The Group is exposed to volatile aviation fuel prices and exchange rate fluctuations which may affect the Group’s financial condition or results of operations. The Group’s foreign exchange risk mainly arises from fuel and aircraft purchases, aircraft maintenance, aircraft leasing payments and sales revenue denominated in foreign currencies. The largest investments, including the acquisition of aircraft and their spare parts, are also mainly made in USD and EUR. Fuel costs and aircraft leasing costs are also USD-denominated and represented 34 percent of the Group’s operating costs (before aircraft leasing and depreciation) in 2019.
The Group is actively using derivative instruments to hedge fuel costs, interest rates and currency, with the aim of mitigating the volatility of the Group’s financial results caused by market price fluctuations. The market price of the derivatives may decrease substantially, resulting in substantial hedging losses for the Group, as well as leaving the Group unable to participate fully in the economic benefits of the price decrease, which again could impact the Group’s short-term cost effectiveness.
Demand for airline travel and the Group’s business is subject to strong seasonal variations and uncertainty caused by the COVID-19 pandemic. Additionally, the Company is vulnerable to small changes in its revenues by ASK (Available Seat Kilometre) in due to high fixed costs.
The Group may not achieve its goals in future negotiations regarding the terms of collective labour agreements of its unionized work groups, exposing it to the risk of strikes and other work-related disruptions.
The potential issue of new shares in connection with the contemplated debt restructuring and share offering could significantly increase of the number of issued Shares in the Company.
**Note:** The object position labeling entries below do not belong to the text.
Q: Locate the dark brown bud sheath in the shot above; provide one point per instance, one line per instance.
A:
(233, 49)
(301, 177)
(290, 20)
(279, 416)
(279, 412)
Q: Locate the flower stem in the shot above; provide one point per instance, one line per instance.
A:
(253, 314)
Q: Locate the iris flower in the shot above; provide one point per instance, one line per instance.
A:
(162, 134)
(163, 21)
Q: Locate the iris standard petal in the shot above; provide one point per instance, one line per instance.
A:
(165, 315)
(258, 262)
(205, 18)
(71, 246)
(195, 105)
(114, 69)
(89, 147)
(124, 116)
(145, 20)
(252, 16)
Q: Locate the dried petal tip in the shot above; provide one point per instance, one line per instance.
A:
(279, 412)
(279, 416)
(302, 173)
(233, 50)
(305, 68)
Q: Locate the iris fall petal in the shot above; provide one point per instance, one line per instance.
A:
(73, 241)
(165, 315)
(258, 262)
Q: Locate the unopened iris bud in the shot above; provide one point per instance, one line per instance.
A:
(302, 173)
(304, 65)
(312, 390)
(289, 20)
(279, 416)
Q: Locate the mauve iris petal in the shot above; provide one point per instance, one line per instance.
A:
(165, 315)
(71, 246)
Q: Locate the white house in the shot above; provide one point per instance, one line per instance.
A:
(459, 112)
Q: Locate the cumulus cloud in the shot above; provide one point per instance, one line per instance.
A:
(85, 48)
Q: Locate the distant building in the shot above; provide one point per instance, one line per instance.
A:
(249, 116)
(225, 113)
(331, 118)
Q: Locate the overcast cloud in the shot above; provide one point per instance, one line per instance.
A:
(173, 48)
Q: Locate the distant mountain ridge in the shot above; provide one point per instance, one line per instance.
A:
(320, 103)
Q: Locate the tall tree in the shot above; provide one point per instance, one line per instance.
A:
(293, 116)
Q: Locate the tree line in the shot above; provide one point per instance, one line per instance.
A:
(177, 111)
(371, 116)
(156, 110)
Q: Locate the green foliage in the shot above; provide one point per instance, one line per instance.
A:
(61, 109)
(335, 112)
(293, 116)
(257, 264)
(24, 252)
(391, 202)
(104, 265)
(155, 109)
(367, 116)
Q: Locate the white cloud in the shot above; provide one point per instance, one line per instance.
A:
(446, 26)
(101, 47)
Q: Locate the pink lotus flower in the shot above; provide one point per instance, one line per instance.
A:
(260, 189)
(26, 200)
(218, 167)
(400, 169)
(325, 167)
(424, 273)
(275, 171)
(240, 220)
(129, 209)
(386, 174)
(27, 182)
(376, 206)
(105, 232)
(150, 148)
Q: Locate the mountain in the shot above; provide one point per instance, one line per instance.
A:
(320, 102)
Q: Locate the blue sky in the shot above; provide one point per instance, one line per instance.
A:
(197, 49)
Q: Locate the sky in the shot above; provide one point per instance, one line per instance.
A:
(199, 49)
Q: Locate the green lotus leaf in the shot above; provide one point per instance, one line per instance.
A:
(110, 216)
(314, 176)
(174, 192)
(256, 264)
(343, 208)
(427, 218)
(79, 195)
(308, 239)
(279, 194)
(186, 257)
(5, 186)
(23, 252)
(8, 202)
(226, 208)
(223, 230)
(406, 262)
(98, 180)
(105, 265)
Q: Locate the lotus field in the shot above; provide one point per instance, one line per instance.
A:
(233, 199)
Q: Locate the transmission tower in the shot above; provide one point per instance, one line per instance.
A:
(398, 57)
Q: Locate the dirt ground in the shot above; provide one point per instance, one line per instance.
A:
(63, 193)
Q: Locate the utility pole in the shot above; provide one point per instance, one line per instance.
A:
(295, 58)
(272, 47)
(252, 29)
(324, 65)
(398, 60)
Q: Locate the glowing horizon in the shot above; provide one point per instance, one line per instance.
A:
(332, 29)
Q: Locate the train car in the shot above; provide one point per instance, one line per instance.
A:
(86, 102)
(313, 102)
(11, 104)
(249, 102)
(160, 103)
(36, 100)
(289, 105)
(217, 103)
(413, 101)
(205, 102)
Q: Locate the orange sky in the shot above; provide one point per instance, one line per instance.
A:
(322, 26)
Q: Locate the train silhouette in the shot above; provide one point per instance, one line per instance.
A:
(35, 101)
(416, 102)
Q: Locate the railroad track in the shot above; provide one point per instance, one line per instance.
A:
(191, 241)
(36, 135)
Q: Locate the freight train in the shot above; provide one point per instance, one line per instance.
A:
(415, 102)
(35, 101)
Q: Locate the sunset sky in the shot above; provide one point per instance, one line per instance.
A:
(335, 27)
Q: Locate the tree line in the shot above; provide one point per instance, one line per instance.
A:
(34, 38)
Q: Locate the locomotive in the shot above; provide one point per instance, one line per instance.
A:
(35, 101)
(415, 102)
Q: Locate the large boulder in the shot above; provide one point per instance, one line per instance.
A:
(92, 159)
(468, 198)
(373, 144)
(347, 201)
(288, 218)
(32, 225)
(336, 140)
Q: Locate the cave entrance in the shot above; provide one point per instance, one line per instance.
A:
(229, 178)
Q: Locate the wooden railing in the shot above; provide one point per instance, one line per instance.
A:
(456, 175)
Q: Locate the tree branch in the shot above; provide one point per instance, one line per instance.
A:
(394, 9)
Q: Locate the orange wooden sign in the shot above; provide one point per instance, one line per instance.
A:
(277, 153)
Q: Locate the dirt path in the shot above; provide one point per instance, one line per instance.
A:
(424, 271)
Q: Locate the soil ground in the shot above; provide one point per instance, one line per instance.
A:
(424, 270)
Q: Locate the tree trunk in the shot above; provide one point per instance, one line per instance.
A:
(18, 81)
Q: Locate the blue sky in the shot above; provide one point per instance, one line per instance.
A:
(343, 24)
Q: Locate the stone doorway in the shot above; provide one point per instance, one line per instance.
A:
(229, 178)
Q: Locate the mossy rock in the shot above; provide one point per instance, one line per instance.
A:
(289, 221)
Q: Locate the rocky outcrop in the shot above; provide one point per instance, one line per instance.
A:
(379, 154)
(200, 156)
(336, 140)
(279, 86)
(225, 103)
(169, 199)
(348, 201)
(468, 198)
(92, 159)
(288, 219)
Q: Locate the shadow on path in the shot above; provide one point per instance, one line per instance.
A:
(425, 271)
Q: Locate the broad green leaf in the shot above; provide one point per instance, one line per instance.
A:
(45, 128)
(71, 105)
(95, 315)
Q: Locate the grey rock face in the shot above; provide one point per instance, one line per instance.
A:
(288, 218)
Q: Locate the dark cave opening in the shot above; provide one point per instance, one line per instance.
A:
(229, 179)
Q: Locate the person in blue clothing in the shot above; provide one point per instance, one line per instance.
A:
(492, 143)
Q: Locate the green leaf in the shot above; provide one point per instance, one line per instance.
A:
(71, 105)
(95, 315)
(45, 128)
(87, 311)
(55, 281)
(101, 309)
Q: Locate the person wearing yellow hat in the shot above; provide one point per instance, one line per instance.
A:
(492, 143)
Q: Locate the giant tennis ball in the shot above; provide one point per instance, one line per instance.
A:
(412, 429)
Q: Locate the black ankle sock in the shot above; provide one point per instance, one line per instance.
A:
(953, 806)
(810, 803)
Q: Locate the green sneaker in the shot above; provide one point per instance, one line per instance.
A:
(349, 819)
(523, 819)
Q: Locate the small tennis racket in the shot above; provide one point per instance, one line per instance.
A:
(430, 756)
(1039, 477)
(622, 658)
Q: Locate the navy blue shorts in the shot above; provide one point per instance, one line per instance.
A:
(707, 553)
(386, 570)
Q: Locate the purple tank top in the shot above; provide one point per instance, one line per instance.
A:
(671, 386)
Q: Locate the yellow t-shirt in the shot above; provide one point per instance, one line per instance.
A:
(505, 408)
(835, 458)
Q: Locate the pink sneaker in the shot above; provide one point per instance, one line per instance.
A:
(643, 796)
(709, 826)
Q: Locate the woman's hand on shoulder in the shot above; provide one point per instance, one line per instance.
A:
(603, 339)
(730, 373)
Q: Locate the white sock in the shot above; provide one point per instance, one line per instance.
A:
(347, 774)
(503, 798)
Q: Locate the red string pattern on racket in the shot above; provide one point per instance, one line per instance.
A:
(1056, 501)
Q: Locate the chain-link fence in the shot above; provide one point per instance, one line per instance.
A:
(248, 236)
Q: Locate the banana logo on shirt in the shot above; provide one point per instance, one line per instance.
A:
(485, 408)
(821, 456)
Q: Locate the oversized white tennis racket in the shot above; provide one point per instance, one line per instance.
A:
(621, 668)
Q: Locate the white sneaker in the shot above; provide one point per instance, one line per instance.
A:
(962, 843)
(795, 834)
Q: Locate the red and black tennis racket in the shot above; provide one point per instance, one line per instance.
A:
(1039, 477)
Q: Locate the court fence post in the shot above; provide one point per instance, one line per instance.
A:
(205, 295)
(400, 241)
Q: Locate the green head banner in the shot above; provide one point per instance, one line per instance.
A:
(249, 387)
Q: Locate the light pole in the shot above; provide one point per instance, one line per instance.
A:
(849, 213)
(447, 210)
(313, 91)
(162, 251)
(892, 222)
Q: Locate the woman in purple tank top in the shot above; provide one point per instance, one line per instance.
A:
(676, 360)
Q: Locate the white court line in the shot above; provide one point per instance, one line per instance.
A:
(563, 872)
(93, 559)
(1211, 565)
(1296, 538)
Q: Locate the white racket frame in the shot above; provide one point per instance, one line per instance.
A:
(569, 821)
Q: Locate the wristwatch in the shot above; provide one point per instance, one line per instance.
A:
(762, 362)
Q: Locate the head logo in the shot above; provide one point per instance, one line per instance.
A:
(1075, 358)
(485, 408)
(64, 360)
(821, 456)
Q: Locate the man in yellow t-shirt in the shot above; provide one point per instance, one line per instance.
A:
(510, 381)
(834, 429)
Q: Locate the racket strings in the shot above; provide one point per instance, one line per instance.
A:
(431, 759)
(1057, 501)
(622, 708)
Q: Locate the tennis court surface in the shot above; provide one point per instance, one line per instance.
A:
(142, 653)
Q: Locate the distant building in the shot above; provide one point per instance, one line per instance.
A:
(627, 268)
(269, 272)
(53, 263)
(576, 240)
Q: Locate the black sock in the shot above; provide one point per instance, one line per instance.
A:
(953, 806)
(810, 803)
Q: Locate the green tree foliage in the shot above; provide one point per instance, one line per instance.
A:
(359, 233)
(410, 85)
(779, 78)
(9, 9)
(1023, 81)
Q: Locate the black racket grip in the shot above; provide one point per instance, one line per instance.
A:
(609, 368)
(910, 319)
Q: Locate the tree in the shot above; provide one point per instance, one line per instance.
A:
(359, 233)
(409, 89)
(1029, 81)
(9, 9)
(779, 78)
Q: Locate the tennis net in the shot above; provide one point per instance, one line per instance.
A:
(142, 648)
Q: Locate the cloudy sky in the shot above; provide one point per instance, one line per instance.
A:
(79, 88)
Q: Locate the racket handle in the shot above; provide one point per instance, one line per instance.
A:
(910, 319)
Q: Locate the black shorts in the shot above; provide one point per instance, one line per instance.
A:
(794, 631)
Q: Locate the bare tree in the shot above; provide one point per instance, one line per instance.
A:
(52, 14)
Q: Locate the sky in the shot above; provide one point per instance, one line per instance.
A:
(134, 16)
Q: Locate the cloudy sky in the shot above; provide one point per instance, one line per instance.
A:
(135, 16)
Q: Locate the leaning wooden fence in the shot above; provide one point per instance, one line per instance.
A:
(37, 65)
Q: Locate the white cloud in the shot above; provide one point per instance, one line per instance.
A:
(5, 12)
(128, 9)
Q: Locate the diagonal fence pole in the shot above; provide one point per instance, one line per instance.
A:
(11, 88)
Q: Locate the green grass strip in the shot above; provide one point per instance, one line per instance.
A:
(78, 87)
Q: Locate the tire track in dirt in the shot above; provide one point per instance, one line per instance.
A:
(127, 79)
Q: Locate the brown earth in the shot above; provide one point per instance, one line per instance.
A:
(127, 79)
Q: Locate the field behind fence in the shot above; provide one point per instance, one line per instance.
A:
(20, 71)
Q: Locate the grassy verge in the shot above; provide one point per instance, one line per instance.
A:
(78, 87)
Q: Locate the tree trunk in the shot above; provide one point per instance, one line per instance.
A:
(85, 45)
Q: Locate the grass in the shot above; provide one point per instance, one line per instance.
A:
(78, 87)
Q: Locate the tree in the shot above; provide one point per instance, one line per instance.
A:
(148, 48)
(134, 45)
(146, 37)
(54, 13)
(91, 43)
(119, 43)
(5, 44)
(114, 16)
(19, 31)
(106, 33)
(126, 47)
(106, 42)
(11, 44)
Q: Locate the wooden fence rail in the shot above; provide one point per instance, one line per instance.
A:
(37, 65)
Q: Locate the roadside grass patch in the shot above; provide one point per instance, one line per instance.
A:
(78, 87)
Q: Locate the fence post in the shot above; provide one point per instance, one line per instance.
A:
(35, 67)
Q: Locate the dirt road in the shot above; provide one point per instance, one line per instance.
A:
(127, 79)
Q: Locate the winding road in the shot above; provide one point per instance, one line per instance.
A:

Sale of a substantial number of such Shares, or the expectation of such sale, may have a material adverse effect on the trading price of the Company’s shares and the ability for shareholders to sell their shares at attractive terms, in a timely fashion or at all.
The Company is subject to statutory rules requiring the Company and/or its subsidiaries to be owned and controlled by shareholders who are EEA nationals. The Company’s articles of association entitles its Board of Directors to require shareholders that are non-EEA nationals to sell their shares insofar as this is necessary to ensure that the Company no longer violates the above-mentioned provisions regarding ownership and control.
Beneficial owners of the Company’s shares that are registered in a nominee account may not be able to exercise their voting rights.”
Die Präsentation: Norwegian Air Shuttle ASA Presentation to bondholders (PDF)
Norwegian versucht nun – so die Graphik oben – durch diese Phase mit wenig Kosten zu überstehen und mit Mitte April 2021 wieder voll ins Geschäft einzusteigen. Haben wir schon mal gesagt, dass dieser Sommer möglicherweise nichts wird, so sagt uns Norwegian gerade, dass auch Weihnachten gestrichen wird. Na hoffen wir für Norwegian alles Gute und auch für uns selbst.